Mason stifles a laugh as we walk inside.

“South Junior High?” I clarify. That was where Mason and I had gone.

“Yeah. Next year’s sophomore class is so gay!” he says, following me down the hall.

And I think he means literally.

“So, well, I unloaded my copies and need more.” He flashes me a dimpled smile complete with a skinny-shouldered shrug. It’s adorable.

My face grows warm as the pit of my stomach drops a few degrees.
Is he flirting with me?
“Cool,” I tell him, and busy myself with my locker combination before I think about it too much.

Mason leans against the locker next to mine. He’s so close I smell Speed Stick and Scope. I glance over at him and get a dizzy feeling—hot and cold swirling together. I wonder what he thinks of obviously very gay Wesley. He presses his lips together between his teeth.
I know that look.
Mason’s amused, like watching me with Wesley is an improv comedy act in progress.

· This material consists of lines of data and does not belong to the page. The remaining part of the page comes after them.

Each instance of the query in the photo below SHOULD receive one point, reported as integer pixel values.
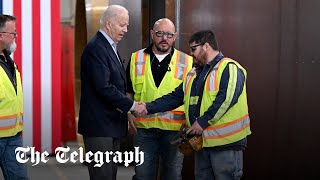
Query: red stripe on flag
(56, 74)
(36, 74)
(17, 14)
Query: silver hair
(111, 12)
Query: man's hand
(140, 109)
(195, 129)
(132, 124)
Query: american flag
(38, 57)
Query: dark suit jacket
(103, 105)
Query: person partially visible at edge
(215, 101)
(152, 72)
(104, 104)
(11, 103)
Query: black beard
(162, 49)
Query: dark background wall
(277, 41)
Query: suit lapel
(112, 55)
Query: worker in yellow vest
(215, 101)
(11, 103)
(152, 73)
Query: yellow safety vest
(145, 89)
(11, 105)
(233, 124)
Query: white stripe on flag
(46, 71)
(7, 7)
(27, 71)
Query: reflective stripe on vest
(169, 116)
(181, 66)
(224, 130)
(140, 63)
(8, 122)
(187, 86)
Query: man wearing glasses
(11, 103)
(152, 73)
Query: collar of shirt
(215, 60)
(148, 50)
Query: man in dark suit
(104, 105)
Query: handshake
(140, 109)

I open my locker, and my hand brushes his arm. I jerk away as if my fingers got burned. He’s so close, I can’t think clearly. It takes me a second to remember what I was doing. “How many?” I ask Wesley, taking the last handful of magazines out of the shrink-wrapped package of samples.

“Four,” Wesley says, and holds out his hand and a twenty.

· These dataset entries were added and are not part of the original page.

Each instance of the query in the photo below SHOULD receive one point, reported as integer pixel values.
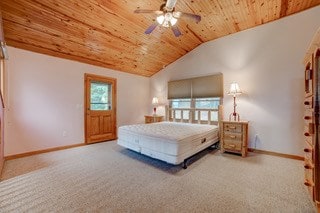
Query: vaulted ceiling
(108, 33)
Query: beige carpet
(107, 178)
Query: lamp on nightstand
(155, 103)
(234, 90)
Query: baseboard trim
(26, 154)
(295, 157)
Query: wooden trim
(26, 154)
(87, 112)
(295, 157)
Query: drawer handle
(307, 150)
(307, 103)
(308, 183)
(308, 166)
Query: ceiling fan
(168, 17)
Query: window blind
(179, 89)
(200, 87)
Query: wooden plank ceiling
(107, 33)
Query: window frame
(193, 110)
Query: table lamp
(234, 90)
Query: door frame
(101, 78)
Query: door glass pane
(101, 96)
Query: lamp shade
(155, 101)
(234, 89)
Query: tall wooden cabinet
(312, 120)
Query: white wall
(266, 61)
(45, 96)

I hand the magazines to him and put the rest back in my locker.

“Thanks, man.”

“You’re welcome.”

“And nice to meet you,” he adds, this time to Mason. Then he’s off, bouncing down the hall like a six-year-old on espresso. Over his tie-dyed shoulder, he shouts, “Page twenty-seven!”

I grab a
Gumshoe
, flip it open, turn to page twenty-seven, and read a poem I had seen at least two dozen times before. I know what it says and snap the magazine closed.

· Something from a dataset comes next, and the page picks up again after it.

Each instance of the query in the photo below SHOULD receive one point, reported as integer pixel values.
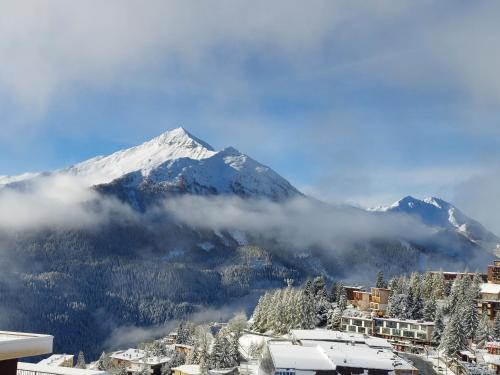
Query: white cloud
(478, 197)
(56, 202)
(51, 47)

“Do I get to buy one?” Mason asks in a whisper.

My whole body tingles as if he whispered it in my ear. “Uh, well, um . . . They aren’t supposed to be on sale yet.”

Mason’s eyebrows go up as if to say,
Really? And how come I don’t believe you?

“But, yeah, you can buy one.”

“Good,” he says. “I want to see my poetry in print.”

I know his name isn’t in there anywhere. I would have memorized that poem.

“I can’t tell you the page number,” he says, “because you haven’t sold me a copy yet.”

Reluctantly, I give him a copy of
Gumshoe.

He tucks a five-dollar bill into the pocket of my shirt and pats me on the chest.

The motion is like the opposite of CPR. It stops my heart.

“Hey,” I say, noticing the time on a clock down the hall. “Good luck on your exam.”

“You too,” he says, and starts to walk away. He stops and comes back.

I wait.

“My poem,” he whispers. “It’s called, ‘At Night I Dream.’”

It’s the title of a poem I remember—the one with the word,
homophobia
in it—the one that made me decide to scan Challis’s comic. “That was yours?”

He avoids my gaze and shrugs as if it’s not important.

“You didn’t sign it,” I say.

“I know.”

“But . . . ,” I start, but I don’t know what else to say.
But your poem started me on a path to Chamber’s chambers? On the road to self-destruction?

“I thought you might’ve guessed,” he says to the floor tiles.

And with that, he leaves me standing there, remembering that I did think of him and his bilingual family when I read it. I turn to the page and reread, “a thousand words and ways to say it—simply, deeply, profoundly.
I love you
.”

He didn’t mean me, obviously. The poem was about his family, not me.

I’m the one in love with him, not the other way around.

And if I’m not careful, we won’t even be friends.

 

You and Me
by Wesley Osteryoung
You never see me,
even though every shirt I own
is brighter than a fire-season sunset,
more neon than Main Street at night.